Image

Love as Demand, as Calling Forth

By Patricia Albere
  • DEMAND –  a forceful statement in which you say that something must be done or given to you; a strong need for something; something claimed as due;  a seeking or state of being sought after; urgent need
  • CALLING FORTH – to call to someone to come out or come forward; to draw a particular quality or induce a particular behavior.

Often when we think of love, what comes to mind is acceptance, caring, sweetness, warmth, forgiveness, generosity and kindness.  Most spiritual traditions and spiritual teachers have taught us the value of unconditional love and acceptance – a love that doesn’t ask anything from the other, a love that is compassionate and embracing.  Clearly we need to discover our capacity to love with this level of fullness and unattachment.  But there is another aspect or dimension of love that is exquisitely demanding, unquenchable in its desire for you to give all of who you are, always.  This kind of love draws forth your soul’s depth into its arms.  It is the force of love that is connected to infinite possibilities – the love that is moving as the force of eros, the evolutionary impulse unfolding the potentials of existence.
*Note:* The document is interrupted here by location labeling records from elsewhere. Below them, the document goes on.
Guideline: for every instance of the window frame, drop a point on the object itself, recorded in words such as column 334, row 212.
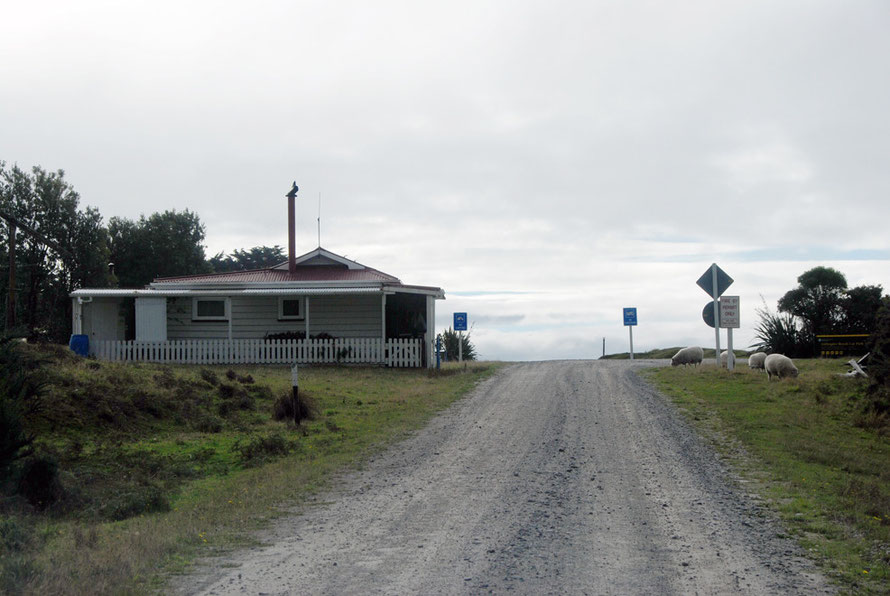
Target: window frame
column 227, row 308
column 301, row 300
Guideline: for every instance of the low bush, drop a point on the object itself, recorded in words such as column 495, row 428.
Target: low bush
column 259, row 450
column 141, row 499
column 16, row 566
column 39, row 482
column 879, row 363
column 20, row 392
column 286, row 408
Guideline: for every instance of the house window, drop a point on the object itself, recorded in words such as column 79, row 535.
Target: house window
column 210, row 309
column 290, row 309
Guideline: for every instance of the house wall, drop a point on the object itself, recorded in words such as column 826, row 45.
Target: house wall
column 257, row 316
column 103, row 319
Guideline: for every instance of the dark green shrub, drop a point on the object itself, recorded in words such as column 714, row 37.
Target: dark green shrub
column 125, row 504
column 452, row 339
column 207, row 423
column 284, row 407
column 228, row 391
column 879, row 362
column 39, row 482
column 259, row 450
column 16, row 562
column 781, row 334
column 20, row 390
column 209, row 376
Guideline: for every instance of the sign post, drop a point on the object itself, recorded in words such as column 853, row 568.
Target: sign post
column 714, row 281
column 729, row 320
column 630, row 320
column 460, row 325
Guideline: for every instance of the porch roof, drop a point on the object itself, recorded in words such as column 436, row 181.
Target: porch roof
column 255, row 291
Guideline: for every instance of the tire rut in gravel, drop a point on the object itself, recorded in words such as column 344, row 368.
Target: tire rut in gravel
column 550, row 478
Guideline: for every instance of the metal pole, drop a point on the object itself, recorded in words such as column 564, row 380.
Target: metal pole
column 714, row 293
column 10, row 300
column 295, row 393
column 730, row 356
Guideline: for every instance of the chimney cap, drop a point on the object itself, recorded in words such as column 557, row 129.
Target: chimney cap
column 293, row 191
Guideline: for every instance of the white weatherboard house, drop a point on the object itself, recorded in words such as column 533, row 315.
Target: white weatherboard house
column 317, row 308
column 321, row 307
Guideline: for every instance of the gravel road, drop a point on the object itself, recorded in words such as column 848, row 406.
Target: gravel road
column 563, row 477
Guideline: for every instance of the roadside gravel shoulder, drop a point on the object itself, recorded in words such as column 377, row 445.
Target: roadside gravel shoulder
column 551, row 477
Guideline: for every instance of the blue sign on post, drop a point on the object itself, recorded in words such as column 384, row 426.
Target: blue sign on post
column 630, row 316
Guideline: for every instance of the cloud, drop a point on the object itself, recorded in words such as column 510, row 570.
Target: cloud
column 545, row 165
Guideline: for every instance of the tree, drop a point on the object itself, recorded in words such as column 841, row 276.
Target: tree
column 782, row 334
column 163, row 245
column 258, row 257
column 860, row 306
column 59, row 248
column 451, row 339
column 817, row 300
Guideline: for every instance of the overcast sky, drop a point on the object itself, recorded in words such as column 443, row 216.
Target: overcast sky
column 546, row 163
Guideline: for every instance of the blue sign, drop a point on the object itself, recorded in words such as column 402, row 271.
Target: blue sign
column 630, row 316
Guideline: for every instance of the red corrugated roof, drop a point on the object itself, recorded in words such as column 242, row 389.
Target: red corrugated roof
column 308, row 273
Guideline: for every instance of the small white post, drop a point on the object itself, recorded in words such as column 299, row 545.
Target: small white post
column 730, row 356
column 714, row 293
column 295, row 392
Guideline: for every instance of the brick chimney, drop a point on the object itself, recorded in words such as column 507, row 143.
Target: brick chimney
column 292, row 230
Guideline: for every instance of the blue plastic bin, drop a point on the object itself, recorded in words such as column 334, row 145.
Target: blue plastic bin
column 80, row 344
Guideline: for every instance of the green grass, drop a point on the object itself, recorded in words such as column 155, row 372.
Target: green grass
column 810, row 448
column 160, row 466
column 663, row 353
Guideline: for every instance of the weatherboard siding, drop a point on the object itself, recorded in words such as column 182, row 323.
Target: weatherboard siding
column 257, row 316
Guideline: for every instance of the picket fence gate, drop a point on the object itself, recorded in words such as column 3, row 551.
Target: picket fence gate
column 402, row 353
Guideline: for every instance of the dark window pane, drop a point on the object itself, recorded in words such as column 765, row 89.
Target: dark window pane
column 212, row 308
column 290, row 308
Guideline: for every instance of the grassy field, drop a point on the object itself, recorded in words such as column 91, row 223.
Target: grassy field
column 666, row 353
column 809, row 448
column 158, row 465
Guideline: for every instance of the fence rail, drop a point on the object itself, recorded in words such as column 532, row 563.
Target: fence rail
column 402, row 353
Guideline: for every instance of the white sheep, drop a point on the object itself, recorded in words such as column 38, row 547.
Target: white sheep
column 692, row 355
column 780, row 366
column 756, row 359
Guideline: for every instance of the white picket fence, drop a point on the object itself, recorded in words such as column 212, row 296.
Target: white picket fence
column 402, row 353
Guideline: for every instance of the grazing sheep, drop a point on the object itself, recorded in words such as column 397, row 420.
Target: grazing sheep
column 756, row 359
column 691, row 355
column 780, row 366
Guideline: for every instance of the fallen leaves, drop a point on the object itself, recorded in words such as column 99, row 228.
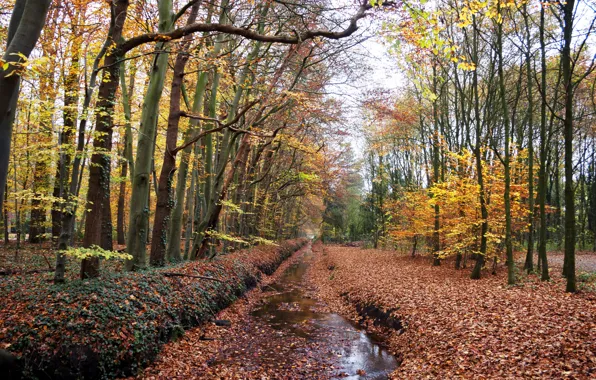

This love is innately selfless – it allows you to want the other person out of love, not as an expression of some need I have for you to be something for me – but out of truly wanting ‘YOU’.  When this force of love flows through us, we see and love the other person, we know  you are infinite and all we want is for you to continuously fulfill your highest nature.  To be wholeheartedly loved in this way is truly life changing.  Many people shy away from this dimension of love because we are afraid of the unhealed aspects of our immature, demanding ego-selves.  The part of us that just wants what it wants like a hungry child screaming for it’s mother.  But it’s worth taking the risk to engage and work with the unhealed wounds that can arise as you let the power of this force of love come through you.  This is the power that true spiritual teachers have when they commit to your awakening and development.  This rare kind of of love is what makes reading Rumi nine hundred years after his death so compelling and inspiring.

Generally we don’t let ourselves care that much about anything, much less another person.  Either we place expectations on the other from a place of egoic judgment or personal needs or we accept each other and are careful not to ask for too much.  An important dimension of love is to feel loved, accepted and supported,  to be as we are.  We need to continue to learn how to love each other unconditionally, without the pressure of our selfishness contaminating our connection.  But if we want to fulfill our higher potentials individually and together, we need to discover this demanding dimension of love and know its power.

Psychologists studying child development have confirmed the importance of both forms of love that I am describing.  It’s well known that children need a safe, accepting, loving ‘holding environment’ in which they feel taken care of, protected, understood, loved and supported.  What is less widely understood is that they also need a figure in their lives who recognizes their unique nature and potential and is able to call forth and support that potential to grow and develop.  The same is true for our development – we need to be both supported and held and asked for more.

I’ve only met a few people in my life who had this demanding channel of love open towards me.  Those are the relationships that changed me forever.  When you are truly loved from this place, you experience being wanted in a way that allows you to come forward and to risk what it takes to really develop and discover the fullness and power of who you are and who you can be. Through that other person, you know that the universe cares that you are here and wants- in fact, demands – that you give yourself fully to life, because it matters.

When I met my first teacher, Werner Erhard at the age of eighteen, he had that quality of calling forth and demanding my potential in a way that allowed me to discover how powerful and miraculous I could be.  Later, this role was taken up by Peter, who unceasingly and relentlessly called forth the depths of beauty, divinity and love I didn’t know I could even access, much less embody.  It felt like coming in contact with the heart of God that wants us to have everything, if we could only humbly attempt to make ourselves available.  It demands that we not only open but fiercely allow our boundaries and limitations to be destroyed.  God wants us to become divinity itself.

This kind of mutual engagement activates an extraordinary arising of generosity.  If I could have given Peter the world and the stars, I would have.  It invokes an escalation of giving and receiving that attracts beauty and abundance in its wake.  It has no boundaries, doesn’t understand limitations – it blindly wants you to not only be who you are but give yourSelf fully and completely.  We need to work to become mature enough to activate this love and practice it so often, so completely with each other, that we come out from the recesses of our hidden selves into our full glory and can shine together.

With love & appreciation,
Patricia

Consider this:
  • Would you be willing to care that much about someone?
  • Would you be willing to be loved in this way?
  • what would it make possible in your life and in theirs?
  • What if Human beings learned how to love each other both with acceptance and full demand?